Wolff im Schafspelz

 

Ein Kommentar von Christian Schmidt aus dem Medienkurs Deutsch, Jahrgangsstufe 12 (19.01.2001 18:27)

Ganz Deutschland reißt sich um Studienabsolventen. Sobald einer von ihnen mehr oder weniger qualifiziert die Universität verlässt, wird er mit verlockenden Angeboten geradezu überhäuft. Nein, die Rede ist ausnahmsweise nicht von Informatikern.

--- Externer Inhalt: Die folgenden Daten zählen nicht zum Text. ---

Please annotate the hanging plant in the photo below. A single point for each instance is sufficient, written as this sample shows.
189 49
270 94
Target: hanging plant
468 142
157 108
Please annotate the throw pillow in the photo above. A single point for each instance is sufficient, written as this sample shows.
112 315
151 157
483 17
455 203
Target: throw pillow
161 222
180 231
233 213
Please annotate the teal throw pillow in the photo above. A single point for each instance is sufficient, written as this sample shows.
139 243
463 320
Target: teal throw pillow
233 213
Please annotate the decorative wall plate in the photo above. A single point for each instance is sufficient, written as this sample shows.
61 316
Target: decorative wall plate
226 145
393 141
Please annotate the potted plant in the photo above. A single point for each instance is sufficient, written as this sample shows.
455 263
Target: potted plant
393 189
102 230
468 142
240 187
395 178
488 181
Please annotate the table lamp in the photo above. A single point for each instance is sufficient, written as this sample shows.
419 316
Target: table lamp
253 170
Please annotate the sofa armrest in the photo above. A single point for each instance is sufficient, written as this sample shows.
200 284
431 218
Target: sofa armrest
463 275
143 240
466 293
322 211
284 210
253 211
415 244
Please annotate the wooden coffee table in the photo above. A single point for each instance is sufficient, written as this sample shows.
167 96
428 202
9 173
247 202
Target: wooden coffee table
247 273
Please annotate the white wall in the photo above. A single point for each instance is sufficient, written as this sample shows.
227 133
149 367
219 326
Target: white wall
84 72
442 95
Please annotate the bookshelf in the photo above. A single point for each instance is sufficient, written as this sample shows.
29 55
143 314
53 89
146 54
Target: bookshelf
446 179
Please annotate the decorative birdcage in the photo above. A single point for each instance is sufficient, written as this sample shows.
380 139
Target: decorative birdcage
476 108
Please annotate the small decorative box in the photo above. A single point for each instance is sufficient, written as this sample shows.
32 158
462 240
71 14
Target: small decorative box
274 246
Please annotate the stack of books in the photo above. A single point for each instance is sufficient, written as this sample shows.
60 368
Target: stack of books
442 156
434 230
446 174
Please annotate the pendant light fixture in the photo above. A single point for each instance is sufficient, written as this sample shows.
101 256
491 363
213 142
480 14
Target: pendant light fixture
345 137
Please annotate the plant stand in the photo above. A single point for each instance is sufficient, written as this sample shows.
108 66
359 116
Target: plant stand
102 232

Dieses Mal sind es die zukünftigen Lehrerinnen und Lehrer, die aufgrund ihres Seltenheitswertes den Kultusministern den Angstschweiß auf die Stirn treiben und sie zu mehr oder weniger verzweifelten Anwerbekampagnen verleiten.
[[pfeil Direkt zum Voting#artikel.php3?id=109#vote]]
Während viele Bundesländer sich noch eher ruhig verhalten, zieht die Hardlinerin im Kampf um junge Lehrkörper, die hessische Kultusministerin Karin Wolff (CDU), jetzt ganz andere Saiten auf. „Kräftig entrümpelt“ habe man den Einstellungserlass, „innovative Ansätze zur Lehrergewinnung“ seien gefragt. Während sich manch einer über den Sinn dieser prägnant formulierten Aussagen Gedanken macht, werden sie derweil von einer rastlosen Karin Wolff in die Tat umgesetzt.
Nicht nur Lehramtsstudenten, sondern auch Absolventen von Diplom- oder Magisterstudiengängen verwandeln sich zunehmend in ein Objekt der Wolff’schen Begierde. Wer braucht schon Pädagogik? Ein Aufbaustudium tut’s doch auch.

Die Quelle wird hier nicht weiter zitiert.